Since well before the company took to public markets, Recursion Co-founder and CEO Christopher Gibson has acknowledged the importance of narrative:

“I’m a scientist. But learning to tell the story of Recursion, to share a truthful narrative that highlights the potential of our company, was one of the most important things I could do as CEO.”

The company was also prepared with a versatile-yet-consistent, and context-specific, narrative.

Chris again: “To get people excited and across the line, we didn’t have to tell the whole story. We could tell a higher-level overview about drug discovery. We simplified the story the first time, and were ready to peel back the onion as people were more and more interested.”

This even applied to tactics like social media to drive results, where he “imagined that it would help us hire…but I’ve been surprised [by] influential people in the industry…talking about how we’re one of the most innovative startups due to our culture [and other factors you’d find only in social feeds].”

Without a product in the market, narrative can be the most valuable asset you have nailing the story with appropriate resolution to the right target when it matters.

Speak The Truth

In your ambition you may be tempted to build a story that stretches beyond your ability to solve scientific and engineering risk. We know how this can end. In this respect, the language that you use is critical to ensuring a truthful story that brings people along.

A good example is Commonwealth Fusion Systems (CFS), a developer of tokamak-based nuclear fusion technology, which talks about its product more as “strong potential” than a guarantee. Founded in 2018 and as of 2024, the headline on its website describes the work as “the surest path to limitless, clean fusion energy.” The “path” is emerging: nuclear fusion that generates more energy output than its input was demonstrated in December 2022. CFS has raised over $2 billion from both investors and the federal government to date, and CEO Bob Mumgaard striking the right balance is to thank for it.

This ultimately requires being honest with yourself in order to be honest with others.

You’re Not Alone

The biggest challenges in the world — climate change adaptation, addressing labor shortages with robotics and automation, and much more — increasingly require deep tech innovation, and establishing and scaling a company that brings the tech to market is hard work.

While you may have a PhD in a scientific field, you may not be a story expert — and crafting a full-stack narrative deployable across your company is not as simple as it may appear. The good news is that there are a number of talented agencies and experts — positioning, communications, brand, growth, media, and more — ready to help.

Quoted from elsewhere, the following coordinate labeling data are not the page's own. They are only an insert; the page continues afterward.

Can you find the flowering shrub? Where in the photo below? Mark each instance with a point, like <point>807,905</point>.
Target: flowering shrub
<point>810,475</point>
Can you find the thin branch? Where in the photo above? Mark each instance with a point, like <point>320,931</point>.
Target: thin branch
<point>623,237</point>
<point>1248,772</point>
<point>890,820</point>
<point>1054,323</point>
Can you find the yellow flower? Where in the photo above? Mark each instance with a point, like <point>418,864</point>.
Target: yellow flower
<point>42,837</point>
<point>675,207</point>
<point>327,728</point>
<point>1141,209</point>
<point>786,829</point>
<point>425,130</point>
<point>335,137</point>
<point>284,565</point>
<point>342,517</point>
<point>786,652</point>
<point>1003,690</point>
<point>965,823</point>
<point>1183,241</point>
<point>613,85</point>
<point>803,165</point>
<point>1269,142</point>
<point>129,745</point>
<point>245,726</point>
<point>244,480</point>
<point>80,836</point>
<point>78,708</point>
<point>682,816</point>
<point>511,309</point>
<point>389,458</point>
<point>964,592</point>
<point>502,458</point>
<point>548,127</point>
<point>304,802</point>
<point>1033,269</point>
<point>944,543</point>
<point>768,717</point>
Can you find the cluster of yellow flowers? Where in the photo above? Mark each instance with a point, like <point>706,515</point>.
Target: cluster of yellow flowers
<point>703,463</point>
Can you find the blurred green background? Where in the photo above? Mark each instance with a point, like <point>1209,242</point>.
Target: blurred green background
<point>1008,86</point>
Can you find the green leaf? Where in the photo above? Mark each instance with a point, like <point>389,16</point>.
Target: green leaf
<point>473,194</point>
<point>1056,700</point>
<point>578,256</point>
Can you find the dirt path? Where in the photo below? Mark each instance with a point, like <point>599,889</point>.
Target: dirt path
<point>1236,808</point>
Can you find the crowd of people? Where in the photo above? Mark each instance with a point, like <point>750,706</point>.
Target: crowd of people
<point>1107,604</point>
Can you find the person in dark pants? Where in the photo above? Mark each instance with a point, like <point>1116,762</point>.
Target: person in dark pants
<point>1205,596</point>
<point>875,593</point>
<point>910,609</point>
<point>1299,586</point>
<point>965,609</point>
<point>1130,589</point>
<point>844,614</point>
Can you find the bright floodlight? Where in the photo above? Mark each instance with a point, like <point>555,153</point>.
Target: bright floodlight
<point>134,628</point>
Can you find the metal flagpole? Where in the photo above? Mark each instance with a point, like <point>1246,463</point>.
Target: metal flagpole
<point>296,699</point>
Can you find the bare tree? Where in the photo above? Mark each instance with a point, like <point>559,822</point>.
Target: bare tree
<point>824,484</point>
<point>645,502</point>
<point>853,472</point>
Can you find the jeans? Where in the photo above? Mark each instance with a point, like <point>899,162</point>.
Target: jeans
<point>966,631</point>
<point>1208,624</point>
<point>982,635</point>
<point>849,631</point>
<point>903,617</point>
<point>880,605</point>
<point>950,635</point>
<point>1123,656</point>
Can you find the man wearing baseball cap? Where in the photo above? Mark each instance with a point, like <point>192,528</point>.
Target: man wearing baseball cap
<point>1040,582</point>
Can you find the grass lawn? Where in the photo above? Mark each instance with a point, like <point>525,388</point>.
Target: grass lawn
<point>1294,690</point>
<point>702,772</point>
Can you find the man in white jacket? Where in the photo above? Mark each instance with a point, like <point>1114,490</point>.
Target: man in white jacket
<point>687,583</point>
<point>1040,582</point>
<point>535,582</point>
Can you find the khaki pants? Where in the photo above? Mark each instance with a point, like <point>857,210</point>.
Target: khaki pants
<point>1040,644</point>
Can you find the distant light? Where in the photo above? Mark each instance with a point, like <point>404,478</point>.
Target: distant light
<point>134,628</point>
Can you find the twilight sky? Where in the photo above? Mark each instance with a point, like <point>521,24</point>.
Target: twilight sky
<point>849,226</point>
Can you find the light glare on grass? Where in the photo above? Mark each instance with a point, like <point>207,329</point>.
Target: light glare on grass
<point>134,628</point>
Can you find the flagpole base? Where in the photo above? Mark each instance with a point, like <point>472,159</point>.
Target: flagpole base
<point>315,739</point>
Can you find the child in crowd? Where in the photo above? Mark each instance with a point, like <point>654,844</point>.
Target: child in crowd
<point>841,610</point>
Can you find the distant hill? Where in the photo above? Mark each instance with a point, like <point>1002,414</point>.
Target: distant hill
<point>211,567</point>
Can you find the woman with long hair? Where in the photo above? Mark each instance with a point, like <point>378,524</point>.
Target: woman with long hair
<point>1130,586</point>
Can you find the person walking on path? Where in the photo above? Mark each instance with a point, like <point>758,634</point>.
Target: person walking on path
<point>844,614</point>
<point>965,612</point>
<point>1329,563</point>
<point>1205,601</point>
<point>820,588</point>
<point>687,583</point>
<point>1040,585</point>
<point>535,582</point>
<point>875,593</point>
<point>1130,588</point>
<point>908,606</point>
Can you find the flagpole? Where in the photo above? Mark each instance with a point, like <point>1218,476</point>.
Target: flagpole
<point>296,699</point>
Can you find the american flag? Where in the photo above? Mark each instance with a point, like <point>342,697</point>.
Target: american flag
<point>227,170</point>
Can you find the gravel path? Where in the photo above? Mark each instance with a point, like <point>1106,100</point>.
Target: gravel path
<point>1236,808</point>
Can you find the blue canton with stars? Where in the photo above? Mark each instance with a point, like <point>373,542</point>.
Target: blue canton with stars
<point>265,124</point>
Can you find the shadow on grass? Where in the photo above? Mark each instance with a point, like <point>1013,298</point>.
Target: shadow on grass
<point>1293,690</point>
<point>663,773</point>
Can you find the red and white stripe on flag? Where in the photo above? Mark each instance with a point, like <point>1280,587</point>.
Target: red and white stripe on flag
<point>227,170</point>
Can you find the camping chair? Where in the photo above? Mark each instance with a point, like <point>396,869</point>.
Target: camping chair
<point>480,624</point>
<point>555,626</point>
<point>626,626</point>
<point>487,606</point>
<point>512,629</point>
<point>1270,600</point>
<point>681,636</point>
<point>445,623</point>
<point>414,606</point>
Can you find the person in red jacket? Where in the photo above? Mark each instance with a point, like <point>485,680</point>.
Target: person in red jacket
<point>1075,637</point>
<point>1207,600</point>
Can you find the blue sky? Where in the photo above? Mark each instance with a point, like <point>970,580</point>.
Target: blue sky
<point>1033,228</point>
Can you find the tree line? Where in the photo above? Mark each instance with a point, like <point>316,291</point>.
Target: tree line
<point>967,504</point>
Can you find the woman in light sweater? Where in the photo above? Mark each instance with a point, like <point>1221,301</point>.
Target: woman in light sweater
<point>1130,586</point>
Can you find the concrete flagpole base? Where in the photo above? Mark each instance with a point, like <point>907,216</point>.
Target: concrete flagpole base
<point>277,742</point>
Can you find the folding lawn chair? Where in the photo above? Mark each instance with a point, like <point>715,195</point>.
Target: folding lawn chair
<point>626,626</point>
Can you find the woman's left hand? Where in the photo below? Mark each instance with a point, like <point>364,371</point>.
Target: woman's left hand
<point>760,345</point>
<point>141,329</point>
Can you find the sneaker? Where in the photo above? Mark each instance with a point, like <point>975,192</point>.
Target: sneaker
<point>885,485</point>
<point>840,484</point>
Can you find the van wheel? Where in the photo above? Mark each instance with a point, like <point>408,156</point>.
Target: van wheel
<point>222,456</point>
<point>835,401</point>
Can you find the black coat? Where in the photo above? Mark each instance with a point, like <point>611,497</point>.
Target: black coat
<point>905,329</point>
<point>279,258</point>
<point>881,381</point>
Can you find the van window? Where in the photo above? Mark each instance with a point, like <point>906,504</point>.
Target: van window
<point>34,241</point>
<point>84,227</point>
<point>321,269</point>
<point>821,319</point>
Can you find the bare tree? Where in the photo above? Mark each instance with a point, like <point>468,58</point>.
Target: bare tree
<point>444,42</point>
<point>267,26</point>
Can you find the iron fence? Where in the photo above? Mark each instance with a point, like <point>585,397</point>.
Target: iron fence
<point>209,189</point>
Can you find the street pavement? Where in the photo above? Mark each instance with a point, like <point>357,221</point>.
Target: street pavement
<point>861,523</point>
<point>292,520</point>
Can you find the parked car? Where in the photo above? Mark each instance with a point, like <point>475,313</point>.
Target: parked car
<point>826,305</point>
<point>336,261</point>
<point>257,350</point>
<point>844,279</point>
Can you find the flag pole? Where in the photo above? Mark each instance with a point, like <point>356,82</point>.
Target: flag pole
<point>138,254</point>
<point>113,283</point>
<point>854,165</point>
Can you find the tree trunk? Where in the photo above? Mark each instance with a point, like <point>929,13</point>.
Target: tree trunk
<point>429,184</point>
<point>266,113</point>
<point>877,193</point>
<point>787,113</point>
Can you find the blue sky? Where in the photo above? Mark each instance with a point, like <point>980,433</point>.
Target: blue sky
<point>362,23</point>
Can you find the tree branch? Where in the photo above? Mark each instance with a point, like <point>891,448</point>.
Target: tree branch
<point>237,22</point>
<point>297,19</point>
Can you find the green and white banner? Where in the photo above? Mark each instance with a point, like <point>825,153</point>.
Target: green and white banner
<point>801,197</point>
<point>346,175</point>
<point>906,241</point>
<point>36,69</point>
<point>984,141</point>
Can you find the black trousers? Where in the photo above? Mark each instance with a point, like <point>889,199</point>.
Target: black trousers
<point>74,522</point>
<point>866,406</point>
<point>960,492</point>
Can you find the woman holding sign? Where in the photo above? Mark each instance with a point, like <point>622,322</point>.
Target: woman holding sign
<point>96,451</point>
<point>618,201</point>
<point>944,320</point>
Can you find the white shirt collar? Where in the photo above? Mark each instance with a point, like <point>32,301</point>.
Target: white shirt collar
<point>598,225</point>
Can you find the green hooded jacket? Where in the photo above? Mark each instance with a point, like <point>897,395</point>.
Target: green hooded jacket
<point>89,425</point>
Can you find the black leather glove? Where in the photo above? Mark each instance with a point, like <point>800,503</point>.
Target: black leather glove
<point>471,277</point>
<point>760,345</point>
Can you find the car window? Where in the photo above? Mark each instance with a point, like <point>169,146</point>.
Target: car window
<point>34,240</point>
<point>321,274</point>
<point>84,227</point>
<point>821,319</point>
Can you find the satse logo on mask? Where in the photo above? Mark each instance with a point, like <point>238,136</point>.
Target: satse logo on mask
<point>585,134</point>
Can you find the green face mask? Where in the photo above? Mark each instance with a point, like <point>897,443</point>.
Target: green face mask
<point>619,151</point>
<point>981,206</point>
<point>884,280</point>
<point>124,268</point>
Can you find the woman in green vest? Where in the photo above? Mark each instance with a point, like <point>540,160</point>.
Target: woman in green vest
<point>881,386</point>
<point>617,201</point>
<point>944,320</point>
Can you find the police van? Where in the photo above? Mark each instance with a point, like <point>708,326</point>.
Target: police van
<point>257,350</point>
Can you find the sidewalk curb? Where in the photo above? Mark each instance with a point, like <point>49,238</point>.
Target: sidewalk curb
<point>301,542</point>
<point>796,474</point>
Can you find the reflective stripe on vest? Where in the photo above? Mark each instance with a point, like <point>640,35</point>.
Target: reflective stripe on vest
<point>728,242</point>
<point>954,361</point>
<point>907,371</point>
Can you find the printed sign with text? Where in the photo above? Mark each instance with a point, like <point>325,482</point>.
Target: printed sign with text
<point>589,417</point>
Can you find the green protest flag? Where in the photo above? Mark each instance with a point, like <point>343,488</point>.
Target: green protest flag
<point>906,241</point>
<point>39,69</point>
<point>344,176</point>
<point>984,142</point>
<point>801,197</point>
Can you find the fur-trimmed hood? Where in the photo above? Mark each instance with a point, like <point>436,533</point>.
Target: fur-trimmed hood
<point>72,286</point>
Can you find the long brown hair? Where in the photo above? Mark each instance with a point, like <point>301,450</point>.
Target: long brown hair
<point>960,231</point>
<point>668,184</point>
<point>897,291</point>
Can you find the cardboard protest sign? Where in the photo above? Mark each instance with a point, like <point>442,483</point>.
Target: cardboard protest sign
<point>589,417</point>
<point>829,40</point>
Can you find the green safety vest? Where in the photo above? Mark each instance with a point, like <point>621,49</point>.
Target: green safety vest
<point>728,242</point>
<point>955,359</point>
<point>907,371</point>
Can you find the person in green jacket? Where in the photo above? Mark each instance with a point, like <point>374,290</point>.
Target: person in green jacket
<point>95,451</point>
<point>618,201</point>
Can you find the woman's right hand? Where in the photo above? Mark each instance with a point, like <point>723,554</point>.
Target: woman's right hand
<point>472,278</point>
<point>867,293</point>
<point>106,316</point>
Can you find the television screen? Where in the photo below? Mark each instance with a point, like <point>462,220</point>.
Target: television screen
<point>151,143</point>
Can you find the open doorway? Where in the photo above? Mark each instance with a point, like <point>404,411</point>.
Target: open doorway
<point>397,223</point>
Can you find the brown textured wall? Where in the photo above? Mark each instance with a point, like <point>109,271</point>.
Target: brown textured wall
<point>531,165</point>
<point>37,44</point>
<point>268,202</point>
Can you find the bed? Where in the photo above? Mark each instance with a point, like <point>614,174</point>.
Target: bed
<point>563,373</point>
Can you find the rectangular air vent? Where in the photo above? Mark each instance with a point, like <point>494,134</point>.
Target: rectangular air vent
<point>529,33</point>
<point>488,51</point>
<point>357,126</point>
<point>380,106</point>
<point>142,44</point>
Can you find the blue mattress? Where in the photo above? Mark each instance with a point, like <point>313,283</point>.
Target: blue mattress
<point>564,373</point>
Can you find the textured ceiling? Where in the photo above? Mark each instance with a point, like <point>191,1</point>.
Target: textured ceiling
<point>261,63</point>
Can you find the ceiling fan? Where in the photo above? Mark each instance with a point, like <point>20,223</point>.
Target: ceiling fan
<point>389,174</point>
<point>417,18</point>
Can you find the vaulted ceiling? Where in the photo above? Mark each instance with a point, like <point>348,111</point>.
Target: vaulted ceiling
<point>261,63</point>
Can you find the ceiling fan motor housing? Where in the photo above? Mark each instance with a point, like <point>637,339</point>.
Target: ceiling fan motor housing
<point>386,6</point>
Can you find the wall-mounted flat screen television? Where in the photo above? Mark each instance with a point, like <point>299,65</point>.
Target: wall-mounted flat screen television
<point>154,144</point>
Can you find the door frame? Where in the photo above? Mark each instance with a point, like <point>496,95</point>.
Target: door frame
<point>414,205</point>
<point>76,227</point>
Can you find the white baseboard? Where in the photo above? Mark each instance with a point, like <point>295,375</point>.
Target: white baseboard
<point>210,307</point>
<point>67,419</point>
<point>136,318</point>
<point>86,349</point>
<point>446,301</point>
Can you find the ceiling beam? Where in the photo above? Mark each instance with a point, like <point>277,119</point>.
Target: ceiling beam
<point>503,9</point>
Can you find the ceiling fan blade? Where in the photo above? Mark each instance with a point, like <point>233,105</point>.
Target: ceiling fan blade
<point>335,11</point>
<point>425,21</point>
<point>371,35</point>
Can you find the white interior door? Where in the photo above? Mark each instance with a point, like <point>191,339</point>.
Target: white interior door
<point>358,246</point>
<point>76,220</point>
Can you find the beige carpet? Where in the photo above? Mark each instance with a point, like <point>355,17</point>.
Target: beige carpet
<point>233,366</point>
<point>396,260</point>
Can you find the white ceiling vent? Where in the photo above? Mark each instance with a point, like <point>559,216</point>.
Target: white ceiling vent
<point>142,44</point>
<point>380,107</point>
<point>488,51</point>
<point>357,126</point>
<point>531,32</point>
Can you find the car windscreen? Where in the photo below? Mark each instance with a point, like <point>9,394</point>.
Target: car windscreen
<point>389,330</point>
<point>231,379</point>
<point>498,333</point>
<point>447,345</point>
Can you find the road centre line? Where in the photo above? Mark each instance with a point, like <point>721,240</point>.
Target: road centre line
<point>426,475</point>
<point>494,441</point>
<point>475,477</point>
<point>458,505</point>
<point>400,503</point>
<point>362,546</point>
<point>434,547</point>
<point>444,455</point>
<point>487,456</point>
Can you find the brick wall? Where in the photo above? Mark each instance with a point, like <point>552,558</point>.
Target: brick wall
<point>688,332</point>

Deep tech companies securing this type of assistance have been rewarded, time and again. In 1961, IBM hired design visionaries Charles and Ray Eames to curate its pavilion for the 1964 New York World’s Fair. Their exhibition was intended to simultaneously elevate computers’ positive impact in the world while downplaying their threats. Their target buyers were largely government and business, and still the company found itself simplifying the story for all fairgoers. The Eameses nailed the narratives of computers’ potential, solving “issues both commonplace and complex — from organizing the seating chart for a dinner party to city planning.”

The earlier in your journey you focus on your narrative needs, the earlier you will be able to deploy them in service of your growth. Your business, and our world, will both benefit.